In public testimony, the Historic Districts Council was somewhat supportive of the concept, but would have preferred more explanation of the proposed design for the storefronts. “HDC found the rooftop addition appropriate for this district and in terms of visibility. The storefronts also seem to be a safe design–however, only minimal research was conducted,” said HDC’s Kelly Carroll. “This included only the NYC tax photographs, which are reliably vague for capturing details like storefronts. It’s not that the storefronts that are proposed are inappropriate, but a more compelling case for what was there should be made by finding more evidence.”
A nearby resident, who has lived in SoHo for 40 years, no longer has his north-facing view, watched the planes fly into the Twin Towers on 9/11 from his south view, and has since watched the rise of One World Trade Center from that view. However, the addition would block his view. “Money wins,” he said, adding that he is losing his neighborhood.
Paul Haggis, who won the Academy Awards for Best Picture and Best Original Screenplay for 2004’s “Crash,” also lives on Mercer Street. He said the addition would block light and air to his building, making some units uninhabitable. He also mourned the loss of parking spaces and the sign seen on the back of Joni Mitchell’s 1968 album “Song to a Seagull.” He said the whole proposal is disrespectful to the neighbors.
A artist named Joan, who has lived in the same Mercer Street building as Haggis for 45 years, said she won’t be able to use the same paints. “The one percent don’t care about artists,” she said.
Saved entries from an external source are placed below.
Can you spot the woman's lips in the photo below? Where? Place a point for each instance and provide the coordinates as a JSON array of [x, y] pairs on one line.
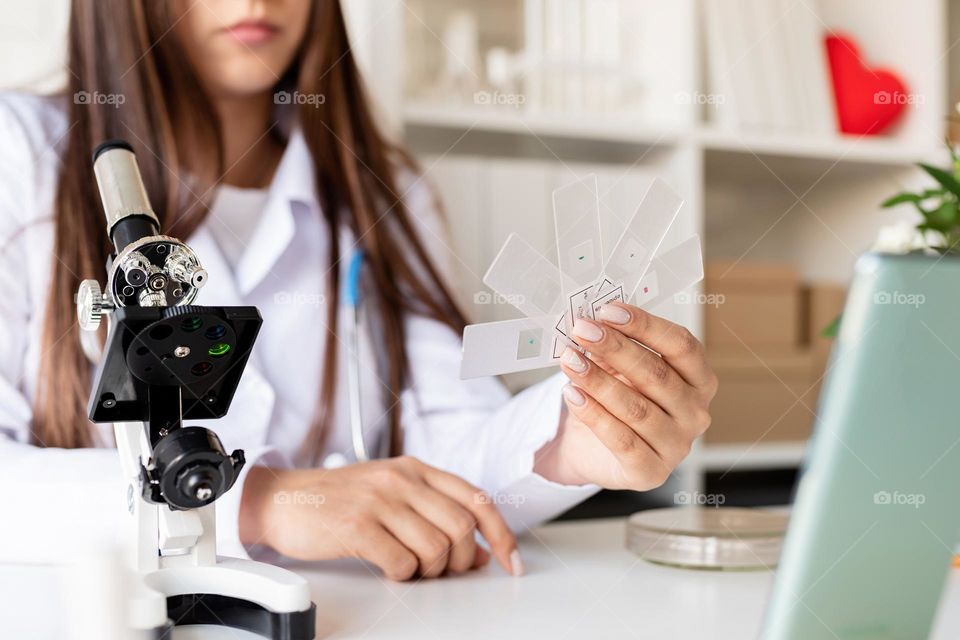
[[252, 32]]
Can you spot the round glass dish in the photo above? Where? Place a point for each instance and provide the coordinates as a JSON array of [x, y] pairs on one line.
[[721, 538]]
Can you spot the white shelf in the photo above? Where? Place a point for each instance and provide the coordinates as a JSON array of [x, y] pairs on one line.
[[505, 120], [740, 457], [840, 148], [624, 130]]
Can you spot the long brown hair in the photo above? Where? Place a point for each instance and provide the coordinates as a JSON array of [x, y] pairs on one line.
[[122, 47]]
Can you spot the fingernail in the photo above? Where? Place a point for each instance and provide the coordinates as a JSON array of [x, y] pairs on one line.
[[587, 330], [573, 360], [613, 313], [516, 563], [573, 395]]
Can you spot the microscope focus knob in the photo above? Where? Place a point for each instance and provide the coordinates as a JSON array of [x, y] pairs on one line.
[[90, 305]]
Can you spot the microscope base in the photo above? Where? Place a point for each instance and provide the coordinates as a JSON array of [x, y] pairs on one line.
[[263, 599], [196, 608]]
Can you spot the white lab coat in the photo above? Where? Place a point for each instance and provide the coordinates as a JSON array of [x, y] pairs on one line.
[[54, 502]]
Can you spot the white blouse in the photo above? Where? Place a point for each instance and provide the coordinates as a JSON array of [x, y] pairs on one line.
[[57, 502]]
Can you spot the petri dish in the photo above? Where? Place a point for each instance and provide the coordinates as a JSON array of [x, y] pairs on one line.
[[718, 538]]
She also voiced concerns about crowding and the possible removal of asbestos from 165 Mercer Street.
Manhattan Community Board 2, for its part, supports the proposal.
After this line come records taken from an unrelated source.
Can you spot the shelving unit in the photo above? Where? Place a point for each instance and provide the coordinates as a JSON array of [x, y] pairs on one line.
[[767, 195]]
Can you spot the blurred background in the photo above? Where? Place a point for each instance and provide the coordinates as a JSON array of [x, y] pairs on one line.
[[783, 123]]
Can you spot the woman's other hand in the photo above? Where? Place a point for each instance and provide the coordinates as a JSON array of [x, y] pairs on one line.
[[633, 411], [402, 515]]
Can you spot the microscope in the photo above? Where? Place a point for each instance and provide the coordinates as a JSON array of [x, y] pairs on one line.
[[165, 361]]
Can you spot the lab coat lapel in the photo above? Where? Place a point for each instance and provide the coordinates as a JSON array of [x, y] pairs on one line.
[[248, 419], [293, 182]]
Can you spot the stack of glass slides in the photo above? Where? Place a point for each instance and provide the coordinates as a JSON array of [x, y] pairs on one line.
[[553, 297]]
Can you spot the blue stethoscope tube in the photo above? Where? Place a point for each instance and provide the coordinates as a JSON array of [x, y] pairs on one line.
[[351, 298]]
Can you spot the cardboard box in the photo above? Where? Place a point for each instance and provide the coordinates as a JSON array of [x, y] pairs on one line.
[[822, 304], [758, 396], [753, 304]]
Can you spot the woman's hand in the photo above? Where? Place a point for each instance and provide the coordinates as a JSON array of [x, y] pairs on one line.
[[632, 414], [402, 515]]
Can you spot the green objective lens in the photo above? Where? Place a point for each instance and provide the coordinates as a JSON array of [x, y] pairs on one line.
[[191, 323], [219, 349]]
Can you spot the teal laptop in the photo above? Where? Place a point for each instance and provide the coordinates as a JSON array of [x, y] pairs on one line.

LPC Chair Meenakshi Srinivasan led off the commissioners’ discussion, reiterating that the LPC doesn’t govern use and that issues of light and air are handled by other city agencies, including the Board of Standards and Appeals. As for the proposal, she called the addition “seamless.”
Commissioner Adi Shamir-Baron pondered whether they should mandate the applicant retain some memory of the oversized openings installed when the building was converted to a garage.
In the end, with some help from LPC Executive Director Sarah Carroll, who noted that most of the designated buildings were completed prior to 1910, it was determined that the proposal was fine as is. The commissioners approved it, unanimously.